Can bitaddress.org be trusted? (academic question)

[Evil-Knievel]

This message was too old and has been purged

[johnyj]

I heard about that casting dice is the most random way to generate a private key

[RoxxR]

I heard about that casting dice is the most random way to generate a private key

Speaking of that, bitaddress.org now accepts dice input!
Also NoBrainr (the python command) supports that in a very simple way.

[TookDk]

I read something written by someone else here which said something about the possibility of a virus (which could be carried by the CD/DVD/USB-stick) which generates a pattern in your power usage which can be read by someone monitoring the power usage of your house. So if you want to be completely paranoid, you'll have to run the computer by battery, and either destroy the battery afterward or at least never again connect it to the grid.

Now that is the right level of paranoia I am looking for 

Thank you for all the input guys (thanks a lot).
My conclusion is that you need to run your own random generator (truly deterministic)  and use it as a input to a script you understand and trust.
 

[Patel]

When generating new private keys, is it a good idea to do something like this?

generate a private key
enter that private key into wallet details tab
add & edit symbols, characters, and numbers to it

use the new private key it outputs?

Also, is it any better to use Armory or Bitcoin qt to generate private keys, as opposed to bitaddress.org.html?

[TookDk]

To answer your last question first, I don't trust the random number generator in my OS, let alone when used from javascript running on a liveUSB. Fortunately, bitaddress.org lets you provide your own private key which you can randomly generate from a more trustworthy source of randomness.

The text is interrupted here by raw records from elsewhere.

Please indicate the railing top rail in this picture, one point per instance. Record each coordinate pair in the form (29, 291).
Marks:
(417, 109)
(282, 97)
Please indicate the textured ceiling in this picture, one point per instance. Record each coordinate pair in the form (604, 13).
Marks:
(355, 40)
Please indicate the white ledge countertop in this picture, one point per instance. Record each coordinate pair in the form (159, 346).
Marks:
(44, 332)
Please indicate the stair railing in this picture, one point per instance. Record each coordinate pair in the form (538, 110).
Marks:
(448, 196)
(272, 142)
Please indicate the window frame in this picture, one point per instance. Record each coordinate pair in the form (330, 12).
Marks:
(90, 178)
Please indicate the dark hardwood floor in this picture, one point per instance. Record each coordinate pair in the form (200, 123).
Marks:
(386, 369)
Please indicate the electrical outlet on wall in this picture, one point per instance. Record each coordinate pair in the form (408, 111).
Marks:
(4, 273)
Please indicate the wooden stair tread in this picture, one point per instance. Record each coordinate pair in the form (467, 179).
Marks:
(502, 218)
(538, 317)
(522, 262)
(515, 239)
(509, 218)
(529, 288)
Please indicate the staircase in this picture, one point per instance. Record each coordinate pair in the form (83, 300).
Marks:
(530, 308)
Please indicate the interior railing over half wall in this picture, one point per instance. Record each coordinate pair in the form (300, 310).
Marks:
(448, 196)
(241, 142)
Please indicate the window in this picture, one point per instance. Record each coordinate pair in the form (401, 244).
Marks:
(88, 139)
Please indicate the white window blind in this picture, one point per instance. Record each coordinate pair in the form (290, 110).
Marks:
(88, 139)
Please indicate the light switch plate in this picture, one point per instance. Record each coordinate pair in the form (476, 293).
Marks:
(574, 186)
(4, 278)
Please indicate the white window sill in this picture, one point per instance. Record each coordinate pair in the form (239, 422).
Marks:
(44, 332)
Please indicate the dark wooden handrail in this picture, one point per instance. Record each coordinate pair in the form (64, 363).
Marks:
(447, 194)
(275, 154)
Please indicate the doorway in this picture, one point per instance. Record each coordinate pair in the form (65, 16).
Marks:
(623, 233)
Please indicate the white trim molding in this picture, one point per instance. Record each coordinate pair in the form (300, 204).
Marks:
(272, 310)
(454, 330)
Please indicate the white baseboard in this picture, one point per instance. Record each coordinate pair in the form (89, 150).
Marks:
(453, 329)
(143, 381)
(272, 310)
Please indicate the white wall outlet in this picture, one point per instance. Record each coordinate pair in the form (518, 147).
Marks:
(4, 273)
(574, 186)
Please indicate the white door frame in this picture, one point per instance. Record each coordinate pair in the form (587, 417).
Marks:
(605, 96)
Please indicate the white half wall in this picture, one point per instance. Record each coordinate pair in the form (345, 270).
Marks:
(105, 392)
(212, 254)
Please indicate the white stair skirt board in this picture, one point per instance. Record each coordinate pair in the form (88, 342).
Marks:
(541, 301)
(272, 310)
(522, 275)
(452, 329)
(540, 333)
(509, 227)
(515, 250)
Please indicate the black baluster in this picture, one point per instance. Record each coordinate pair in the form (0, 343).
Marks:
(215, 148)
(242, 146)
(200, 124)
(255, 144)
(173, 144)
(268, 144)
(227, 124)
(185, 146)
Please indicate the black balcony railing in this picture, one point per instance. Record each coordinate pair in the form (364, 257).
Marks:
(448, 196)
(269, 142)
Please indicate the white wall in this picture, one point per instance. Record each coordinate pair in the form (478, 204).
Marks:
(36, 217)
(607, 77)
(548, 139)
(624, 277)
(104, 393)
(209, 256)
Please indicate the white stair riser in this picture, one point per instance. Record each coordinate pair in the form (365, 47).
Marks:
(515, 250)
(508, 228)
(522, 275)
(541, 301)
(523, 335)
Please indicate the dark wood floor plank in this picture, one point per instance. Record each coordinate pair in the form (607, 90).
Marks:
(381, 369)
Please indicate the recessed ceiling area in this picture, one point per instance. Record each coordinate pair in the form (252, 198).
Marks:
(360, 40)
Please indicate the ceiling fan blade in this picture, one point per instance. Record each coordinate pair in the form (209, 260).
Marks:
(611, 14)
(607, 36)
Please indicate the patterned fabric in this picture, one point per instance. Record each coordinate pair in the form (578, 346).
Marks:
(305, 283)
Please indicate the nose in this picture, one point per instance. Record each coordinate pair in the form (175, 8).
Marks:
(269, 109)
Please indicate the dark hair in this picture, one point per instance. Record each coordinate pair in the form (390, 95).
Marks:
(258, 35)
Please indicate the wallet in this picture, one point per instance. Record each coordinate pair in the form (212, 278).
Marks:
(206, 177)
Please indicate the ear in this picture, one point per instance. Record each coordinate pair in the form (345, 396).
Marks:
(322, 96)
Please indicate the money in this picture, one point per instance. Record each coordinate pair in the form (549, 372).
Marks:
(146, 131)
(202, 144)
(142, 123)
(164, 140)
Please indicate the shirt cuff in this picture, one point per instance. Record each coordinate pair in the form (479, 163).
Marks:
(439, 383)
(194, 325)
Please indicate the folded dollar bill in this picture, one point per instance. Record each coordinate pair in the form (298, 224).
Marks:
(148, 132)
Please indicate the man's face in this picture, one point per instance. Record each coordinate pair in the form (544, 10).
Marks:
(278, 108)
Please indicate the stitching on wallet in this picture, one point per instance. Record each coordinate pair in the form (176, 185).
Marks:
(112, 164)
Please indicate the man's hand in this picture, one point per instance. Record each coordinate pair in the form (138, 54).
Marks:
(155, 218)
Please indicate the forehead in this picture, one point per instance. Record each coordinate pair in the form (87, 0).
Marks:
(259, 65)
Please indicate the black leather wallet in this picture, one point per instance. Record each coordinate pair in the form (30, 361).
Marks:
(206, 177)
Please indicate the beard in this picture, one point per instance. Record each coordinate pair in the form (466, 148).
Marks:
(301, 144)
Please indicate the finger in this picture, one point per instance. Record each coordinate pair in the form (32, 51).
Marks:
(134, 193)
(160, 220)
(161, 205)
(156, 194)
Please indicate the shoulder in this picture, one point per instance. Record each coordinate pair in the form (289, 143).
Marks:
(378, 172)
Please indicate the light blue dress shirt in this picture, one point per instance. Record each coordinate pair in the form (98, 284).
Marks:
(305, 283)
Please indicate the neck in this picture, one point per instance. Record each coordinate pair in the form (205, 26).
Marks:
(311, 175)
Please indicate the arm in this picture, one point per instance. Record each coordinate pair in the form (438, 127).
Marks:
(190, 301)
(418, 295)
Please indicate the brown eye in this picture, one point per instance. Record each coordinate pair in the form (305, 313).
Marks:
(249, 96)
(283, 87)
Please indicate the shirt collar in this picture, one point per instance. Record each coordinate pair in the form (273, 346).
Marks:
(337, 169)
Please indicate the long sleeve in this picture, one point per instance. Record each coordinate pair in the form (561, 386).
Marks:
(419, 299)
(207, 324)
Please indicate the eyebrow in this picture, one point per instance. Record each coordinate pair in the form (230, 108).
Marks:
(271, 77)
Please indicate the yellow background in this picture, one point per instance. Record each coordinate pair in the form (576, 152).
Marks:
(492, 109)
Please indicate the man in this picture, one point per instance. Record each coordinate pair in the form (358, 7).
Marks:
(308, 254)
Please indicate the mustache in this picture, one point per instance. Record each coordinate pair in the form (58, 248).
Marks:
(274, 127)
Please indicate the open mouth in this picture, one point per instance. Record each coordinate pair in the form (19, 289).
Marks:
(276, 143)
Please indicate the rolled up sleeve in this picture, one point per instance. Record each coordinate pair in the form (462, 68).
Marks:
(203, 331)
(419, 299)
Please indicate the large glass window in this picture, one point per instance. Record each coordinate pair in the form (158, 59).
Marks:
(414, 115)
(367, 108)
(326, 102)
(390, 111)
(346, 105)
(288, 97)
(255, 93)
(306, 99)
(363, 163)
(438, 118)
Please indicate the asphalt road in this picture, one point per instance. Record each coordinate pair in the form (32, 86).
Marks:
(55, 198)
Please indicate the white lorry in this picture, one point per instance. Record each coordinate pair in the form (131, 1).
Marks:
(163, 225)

I was thinking about something, what are the rules for generating your own WIF 51 characters base58 private address? Is the only rule that the first character in the string is "5" ?
In that case, it would be pretty straight forward to generate your own private key.

[Patel]

When generating new private keys, is it a good idea to do something like this?

generate a private key
enter that private key into wallet details tab
add & edit symbols, characters, and numbers to it

use the new private key it outputs?

If you only add symbols, characters, and numbers, and don't edit or delete any, and you get that popup that says "The text you entered is not a valid Private Key! Would you like to use the entered text as a passphrase and create a Private Key using a SHA256 hash of the passphrase?" then you probably aren't doing any harm and maybe even slightly improving things.

When you create a new private key using the hash of added numbers and symbols, does this add to the security vs just clicking generate? As it is truly random

[Patel]

Thanks. I am just a little paranoid.

I generated my addresses with 2.5.1 of bitaddress, and I used the bulk address tab

I generated about 10 addresses. I am just trying to figure out if they will be 100% or as close to 100% secure as possible

Any additional tips regarding address generation safety would be greatly appreciated.